Upon reviewing model output, we found that at least a portion of this degradation in performance on the tasks requiring a more strict output format was attributable to the output formatting requirements. However, some of this apparent degradation may not truly be quite as bad as it appears.

In Section C of the appendix, we show an example of model output for the QueryNER task was shown where the model did in fact output BIO labels some of which are correct labels, but with formatting unrecognized by the scoring script.

We merged the LoRA (Low-Rank Adaptation) weights from all four tasks for inference and performance analysis on each respective test set. The weights were chosen based on training with 5k samples from each dataset to ensure balanced information contribution. To establish a fair comparison between training with mixed data and mixing through LoRA weight merging, we trained the foundation model (Llama-2 7B) on 5k samples from each dataset, resulting in a total of 20k training samples, using the same hyperparameters as in the previous experiments.

The results, detailed in Table 5, indicated that mixed dataset training resulted in lower performance compared to training each task independently.
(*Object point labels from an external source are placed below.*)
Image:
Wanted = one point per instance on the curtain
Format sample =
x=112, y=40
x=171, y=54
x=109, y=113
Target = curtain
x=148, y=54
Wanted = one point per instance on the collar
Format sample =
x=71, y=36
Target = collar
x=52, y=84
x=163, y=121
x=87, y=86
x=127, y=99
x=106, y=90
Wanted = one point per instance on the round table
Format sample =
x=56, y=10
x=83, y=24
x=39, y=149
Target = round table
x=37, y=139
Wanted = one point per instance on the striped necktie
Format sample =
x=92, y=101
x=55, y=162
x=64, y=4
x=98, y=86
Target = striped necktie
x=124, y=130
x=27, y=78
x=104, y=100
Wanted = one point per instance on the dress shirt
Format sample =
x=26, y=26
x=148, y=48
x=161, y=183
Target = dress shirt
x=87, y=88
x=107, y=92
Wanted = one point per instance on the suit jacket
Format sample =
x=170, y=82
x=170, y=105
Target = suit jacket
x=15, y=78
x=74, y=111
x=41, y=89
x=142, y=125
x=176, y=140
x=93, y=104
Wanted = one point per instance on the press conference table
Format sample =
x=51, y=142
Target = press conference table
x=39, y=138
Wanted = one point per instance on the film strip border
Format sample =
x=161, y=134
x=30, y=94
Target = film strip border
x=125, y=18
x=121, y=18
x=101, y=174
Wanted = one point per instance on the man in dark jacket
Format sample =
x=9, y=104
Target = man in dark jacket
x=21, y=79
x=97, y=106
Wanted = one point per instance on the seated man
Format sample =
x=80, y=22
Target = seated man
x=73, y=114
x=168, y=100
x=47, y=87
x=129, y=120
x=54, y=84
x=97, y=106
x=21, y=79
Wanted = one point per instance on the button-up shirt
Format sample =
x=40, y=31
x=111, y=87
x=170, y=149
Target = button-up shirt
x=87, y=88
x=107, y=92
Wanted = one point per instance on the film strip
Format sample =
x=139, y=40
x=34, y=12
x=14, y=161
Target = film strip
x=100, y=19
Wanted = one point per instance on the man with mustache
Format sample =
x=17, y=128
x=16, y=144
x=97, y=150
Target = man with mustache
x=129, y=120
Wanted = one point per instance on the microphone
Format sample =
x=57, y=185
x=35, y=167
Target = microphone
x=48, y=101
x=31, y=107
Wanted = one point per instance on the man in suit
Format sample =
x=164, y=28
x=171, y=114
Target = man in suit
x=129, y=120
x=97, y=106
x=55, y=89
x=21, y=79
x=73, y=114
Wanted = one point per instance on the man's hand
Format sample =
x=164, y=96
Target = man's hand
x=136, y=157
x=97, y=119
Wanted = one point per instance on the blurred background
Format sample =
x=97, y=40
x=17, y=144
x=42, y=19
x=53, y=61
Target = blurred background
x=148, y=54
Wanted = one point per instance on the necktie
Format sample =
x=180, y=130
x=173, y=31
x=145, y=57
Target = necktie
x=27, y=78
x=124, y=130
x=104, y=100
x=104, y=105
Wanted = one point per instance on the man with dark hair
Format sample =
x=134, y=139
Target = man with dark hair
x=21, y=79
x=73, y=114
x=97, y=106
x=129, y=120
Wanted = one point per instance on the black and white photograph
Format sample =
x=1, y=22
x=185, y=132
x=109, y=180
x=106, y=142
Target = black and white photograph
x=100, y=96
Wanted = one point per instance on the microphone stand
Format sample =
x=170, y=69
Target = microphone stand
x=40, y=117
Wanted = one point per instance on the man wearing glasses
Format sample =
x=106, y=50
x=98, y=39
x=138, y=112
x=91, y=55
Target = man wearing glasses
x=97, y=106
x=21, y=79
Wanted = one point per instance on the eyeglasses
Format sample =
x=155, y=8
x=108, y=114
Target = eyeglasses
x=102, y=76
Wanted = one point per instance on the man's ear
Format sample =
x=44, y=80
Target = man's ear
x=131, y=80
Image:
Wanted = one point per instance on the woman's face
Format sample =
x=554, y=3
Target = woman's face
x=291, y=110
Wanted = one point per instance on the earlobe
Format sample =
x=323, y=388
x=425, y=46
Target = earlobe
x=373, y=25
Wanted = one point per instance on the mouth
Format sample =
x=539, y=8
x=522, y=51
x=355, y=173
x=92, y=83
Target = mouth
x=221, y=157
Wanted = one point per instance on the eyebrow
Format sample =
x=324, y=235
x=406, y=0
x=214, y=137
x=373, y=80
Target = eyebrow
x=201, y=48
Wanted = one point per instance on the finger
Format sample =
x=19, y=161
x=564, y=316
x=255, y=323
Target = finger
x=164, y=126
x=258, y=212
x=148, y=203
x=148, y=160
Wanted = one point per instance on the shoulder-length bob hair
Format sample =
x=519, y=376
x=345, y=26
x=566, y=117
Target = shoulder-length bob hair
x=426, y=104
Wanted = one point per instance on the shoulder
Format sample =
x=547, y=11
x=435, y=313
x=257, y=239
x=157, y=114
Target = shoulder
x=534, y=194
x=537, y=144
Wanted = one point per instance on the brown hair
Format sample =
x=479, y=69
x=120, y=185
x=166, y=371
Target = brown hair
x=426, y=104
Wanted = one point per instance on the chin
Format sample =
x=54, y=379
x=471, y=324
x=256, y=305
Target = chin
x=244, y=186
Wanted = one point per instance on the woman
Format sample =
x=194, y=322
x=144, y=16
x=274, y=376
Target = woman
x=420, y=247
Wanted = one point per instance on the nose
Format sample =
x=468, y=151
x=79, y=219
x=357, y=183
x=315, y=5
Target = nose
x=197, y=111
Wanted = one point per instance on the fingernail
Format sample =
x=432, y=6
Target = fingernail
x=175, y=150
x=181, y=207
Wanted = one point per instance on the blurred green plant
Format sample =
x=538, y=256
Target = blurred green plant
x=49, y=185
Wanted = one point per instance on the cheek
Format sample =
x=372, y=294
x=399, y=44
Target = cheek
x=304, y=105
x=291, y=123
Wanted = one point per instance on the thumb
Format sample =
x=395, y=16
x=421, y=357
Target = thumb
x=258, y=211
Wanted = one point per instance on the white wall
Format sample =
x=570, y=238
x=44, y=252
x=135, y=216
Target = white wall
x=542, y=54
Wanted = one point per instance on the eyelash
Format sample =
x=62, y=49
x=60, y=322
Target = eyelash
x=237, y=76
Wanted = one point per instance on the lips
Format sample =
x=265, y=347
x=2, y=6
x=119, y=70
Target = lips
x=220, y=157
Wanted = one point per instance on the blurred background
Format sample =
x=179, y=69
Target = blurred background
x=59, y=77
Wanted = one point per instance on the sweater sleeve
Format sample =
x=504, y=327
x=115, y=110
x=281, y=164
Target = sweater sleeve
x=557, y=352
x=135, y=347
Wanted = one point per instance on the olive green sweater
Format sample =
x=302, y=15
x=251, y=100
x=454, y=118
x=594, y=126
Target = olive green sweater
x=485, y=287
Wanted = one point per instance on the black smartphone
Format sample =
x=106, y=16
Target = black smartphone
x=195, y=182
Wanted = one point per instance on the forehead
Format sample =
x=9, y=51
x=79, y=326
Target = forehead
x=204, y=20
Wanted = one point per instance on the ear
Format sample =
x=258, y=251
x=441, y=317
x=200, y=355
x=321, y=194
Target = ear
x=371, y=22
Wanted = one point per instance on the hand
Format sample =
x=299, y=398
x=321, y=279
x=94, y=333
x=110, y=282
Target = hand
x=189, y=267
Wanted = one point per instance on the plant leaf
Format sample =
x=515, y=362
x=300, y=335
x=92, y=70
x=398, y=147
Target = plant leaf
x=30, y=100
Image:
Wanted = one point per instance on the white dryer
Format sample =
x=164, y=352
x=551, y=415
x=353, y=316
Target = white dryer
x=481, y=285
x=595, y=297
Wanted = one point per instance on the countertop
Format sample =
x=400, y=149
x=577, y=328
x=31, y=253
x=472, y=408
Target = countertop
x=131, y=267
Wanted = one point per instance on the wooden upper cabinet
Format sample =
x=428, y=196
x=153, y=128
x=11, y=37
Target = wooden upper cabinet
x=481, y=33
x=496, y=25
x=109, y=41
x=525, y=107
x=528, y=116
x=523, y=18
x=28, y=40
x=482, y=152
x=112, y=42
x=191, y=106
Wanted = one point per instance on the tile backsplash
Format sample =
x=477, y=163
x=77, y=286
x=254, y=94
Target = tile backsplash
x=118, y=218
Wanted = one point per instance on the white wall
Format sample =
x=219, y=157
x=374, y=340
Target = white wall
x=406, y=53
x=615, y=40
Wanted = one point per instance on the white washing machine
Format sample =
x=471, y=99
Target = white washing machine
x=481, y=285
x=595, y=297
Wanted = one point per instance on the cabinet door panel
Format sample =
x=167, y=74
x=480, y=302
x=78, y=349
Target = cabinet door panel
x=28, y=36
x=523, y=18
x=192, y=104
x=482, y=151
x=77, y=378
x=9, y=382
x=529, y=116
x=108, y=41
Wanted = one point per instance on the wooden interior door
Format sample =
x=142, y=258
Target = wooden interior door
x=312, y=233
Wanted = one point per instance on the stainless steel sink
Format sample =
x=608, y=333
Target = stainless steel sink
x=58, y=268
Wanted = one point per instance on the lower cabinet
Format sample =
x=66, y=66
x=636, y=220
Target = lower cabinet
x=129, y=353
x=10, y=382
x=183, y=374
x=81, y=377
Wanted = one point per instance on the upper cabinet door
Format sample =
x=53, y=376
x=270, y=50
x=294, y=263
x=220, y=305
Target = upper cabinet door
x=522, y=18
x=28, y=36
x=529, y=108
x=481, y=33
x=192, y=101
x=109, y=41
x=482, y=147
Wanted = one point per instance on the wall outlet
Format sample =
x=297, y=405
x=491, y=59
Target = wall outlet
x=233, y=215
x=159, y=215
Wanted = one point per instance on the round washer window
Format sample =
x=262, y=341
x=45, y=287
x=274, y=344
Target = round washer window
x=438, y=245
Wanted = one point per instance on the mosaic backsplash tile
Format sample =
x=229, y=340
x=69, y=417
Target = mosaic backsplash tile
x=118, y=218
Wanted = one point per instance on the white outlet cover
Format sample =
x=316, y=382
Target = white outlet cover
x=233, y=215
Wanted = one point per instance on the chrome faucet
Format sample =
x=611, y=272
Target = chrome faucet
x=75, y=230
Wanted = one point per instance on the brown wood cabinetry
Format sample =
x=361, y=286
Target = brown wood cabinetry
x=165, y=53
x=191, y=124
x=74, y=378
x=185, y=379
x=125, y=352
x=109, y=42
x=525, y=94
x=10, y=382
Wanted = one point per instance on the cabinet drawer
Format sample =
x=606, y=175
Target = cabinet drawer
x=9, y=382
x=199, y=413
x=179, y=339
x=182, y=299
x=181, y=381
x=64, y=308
This performance decrease was attributed to the limited capacity of the LoRA adapter and the distinct nature of each task, which deteriorated the model’s ability to consistently produce outputs in the correct format especially in the classification tasks. Furthermore, the LoRA weight merging approach generally showed inferior performance compared to both mixed dataset training and independent task training. In mixed LoRA merging, classification tasks particularly suffered, with output format issues noted (see Section 4). However, for text generation tasks, the performance remained competitive.